What was advertised in a colonial American newspaper 250 years ago today?

“Best ANCHORS … In NEW-YORK.”
For quite some time in 1773, William Hawxhurst “In NEW-YORK” advertised widely, seeking customers for the “Best ANCHORS, Made of Sterling Iron,” among mariners in several colonies. Consider the notice that appeared in the Providence Gazette on Saturday, July 24. During the previous week, the same advertisement ran in the Newport Mercury on Monday, July 19, the Connecticut Courant (published in Hartford) on Tuesday, July 20, and the Connecticut Journal and New-Haven Post-Boy and the New-London Gazette on Friday, July 23. Curiously, Hawxhurst did not place notices in any of the newspapers published in New York. Perhaps he relied on personal connections and the visibility of the anchors “in a Yard between [Burling’s] Slip and Byvank’s Store, on the Dock,” to market them to prospective customers in that busy port. The publications he did choose for his advertisements represented every newspaper in Connecticut and every newspaper in Rhode Island, suggesting that he carefully crafted a regional marketing campaign.

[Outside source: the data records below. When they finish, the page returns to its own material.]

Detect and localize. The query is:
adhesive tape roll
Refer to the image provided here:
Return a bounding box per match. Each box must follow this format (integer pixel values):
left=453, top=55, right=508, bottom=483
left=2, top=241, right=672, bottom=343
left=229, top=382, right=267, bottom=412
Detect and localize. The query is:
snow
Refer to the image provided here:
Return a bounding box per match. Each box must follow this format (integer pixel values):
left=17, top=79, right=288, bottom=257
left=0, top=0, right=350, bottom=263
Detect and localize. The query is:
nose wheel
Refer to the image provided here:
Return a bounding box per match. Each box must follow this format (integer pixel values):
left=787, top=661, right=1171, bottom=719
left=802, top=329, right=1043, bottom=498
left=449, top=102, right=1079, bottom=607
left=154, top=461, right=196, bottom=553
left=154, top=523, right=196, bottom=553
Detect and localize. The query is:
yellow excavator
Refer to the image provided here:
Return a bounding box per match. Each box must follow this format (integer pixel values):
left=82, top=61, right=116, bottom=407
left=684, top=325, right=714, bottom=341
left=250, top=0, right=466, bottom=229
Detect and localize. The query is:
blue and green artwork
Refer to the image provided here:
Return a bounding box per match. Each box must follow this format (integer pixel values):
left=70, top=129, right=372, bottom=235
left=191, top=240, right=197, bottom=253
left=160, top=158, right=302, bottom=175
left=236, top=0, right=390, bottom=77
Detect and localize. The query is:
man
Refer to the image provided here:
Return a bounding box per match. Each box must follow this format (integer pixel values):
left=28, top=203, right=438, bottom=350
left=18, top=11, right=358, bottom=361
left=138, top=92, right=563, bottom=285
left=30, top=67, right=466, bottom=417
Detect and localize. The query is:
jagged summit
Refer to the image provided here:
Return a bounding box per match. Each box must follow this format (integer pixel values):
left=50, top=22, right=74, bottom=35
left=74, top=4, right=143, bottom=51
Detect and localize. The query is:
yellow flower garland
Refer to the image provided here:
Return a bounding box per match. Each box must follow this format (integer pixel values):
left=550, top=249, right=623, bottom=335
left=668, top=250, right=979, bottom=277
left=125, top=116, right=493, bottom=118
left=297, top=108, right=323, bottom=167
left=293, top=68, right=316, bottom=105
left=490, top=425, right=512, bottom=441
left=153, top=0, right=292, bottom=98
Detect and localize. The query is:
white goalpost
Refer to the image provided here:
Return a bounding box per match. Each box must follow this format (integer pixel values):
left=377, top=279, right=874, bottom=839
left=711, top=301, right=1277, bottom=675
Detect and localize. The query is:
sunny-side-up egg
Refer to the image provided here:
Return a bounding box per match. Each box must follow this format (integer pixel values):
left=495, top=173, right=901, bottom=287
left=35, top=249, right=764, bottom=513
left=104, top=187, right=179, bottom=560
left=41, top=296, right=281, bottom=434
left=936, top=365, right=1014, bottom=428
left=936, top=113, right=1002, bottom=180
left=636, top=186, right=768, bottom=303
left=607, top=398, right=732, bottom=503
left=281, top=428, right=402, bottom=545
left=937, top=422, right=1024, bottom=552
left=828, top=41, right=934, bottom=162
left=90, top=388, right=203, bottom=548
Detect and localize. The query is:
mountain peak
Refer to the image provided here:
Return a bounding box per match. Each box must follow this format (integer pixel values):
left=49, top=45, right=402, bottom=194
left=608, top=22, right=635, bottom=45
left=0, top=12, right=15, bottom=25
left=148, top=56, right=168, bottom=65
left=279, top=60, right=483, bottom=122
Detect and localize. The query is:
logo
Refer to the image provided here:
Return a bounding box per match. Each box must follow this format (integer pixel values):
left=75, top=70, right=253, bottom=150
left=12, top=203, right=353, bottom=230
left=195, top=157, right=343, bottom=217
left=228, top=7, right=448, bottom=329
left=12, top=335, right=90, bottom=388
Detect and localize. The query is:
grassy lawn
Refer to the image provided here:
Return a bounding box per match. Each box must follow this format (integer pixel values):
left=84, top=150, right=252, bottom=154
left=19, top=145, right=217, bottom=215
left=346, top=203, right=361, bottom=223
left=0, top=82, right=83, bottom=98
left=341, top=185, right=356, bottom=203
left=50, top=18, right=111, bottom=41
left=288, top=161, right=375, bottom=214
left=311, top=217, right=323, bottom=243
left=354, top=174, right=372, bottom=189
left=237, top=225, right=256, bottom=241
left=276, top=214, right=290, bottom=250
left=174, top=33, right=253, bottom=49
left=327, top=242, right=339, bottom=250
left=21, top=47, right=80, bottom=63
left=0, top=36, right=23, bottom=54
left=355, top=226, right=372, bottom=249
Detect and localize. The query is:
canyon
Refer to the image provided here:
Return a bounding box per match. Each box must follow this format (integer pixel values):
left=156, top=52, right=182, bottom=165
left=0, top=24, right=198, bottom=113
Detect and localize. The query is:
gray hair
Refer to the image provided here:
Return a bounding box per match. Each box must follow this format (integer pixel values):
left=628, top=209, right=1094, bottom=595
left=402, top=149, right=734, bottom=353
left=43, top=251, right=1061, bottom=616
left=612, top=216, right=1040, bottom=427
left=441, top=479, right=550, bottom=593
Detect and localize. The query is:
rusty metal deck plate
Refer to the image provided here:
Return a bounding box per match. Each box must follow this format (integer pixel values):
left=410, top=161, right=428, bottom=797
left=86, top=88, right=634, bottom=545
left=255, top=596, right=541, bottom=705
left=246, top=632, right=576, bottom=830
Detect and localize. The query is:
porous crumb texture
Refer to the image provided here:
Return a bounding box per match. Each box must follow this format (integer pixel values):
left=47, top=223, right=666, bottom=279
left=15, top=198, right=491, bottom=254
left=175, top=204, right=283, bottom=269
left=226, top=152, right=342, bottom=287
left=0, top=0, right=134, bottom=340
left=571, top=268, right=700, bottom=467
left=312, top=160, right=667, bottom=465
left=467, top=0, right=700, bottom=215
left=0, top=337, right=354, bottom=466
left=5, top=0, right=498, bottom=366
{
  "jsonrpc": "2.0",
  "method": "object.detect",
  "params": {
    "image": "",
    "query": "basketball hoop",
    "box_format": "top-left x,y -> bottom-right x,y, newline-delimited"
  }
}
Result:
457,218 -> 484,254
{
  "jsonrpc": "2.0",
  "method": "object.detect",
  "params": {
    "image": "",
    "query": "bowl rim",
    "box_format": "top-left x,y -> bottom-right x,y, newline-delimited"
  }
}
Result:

In addition to the anchors, Hawxhurst advertised other goods. Several years earlier, he “erected a Finer and great hammer, for refining the Sterling pig iron, into bar” in New York. He continued to produce and sell “the best Sterling-refined Iron, warranted good” and “Pig-Iron of the Sterling new Mine, cast in Cinder, warranted good” as well as “Scythe [Iron]” and “Keen’s best Bloomery Iron.” Hawxhurst also made clear that he was willing to barter, accepting several commodities, including “pickled Cod Fish, Mackarel, Liver-Oil, and New-England Tobacco,” in exchange for anchors and iron. That list of commodities certainly reflected what mariners operating from ports in Connecticut and Rhode Island could offer as payment. While he had the attention of readers of several newspapers, Hawxhurst also announced that he sought to hire a “Person well qualified to manufacture Steel from Pig Iron, in the German Way.” Like many advertisements that appeared in early American newspapers, this one served multiple objectives that defied classification for a single purpose. It ranged widely in terms of both distribution and the results that the advertiser wished to achieve.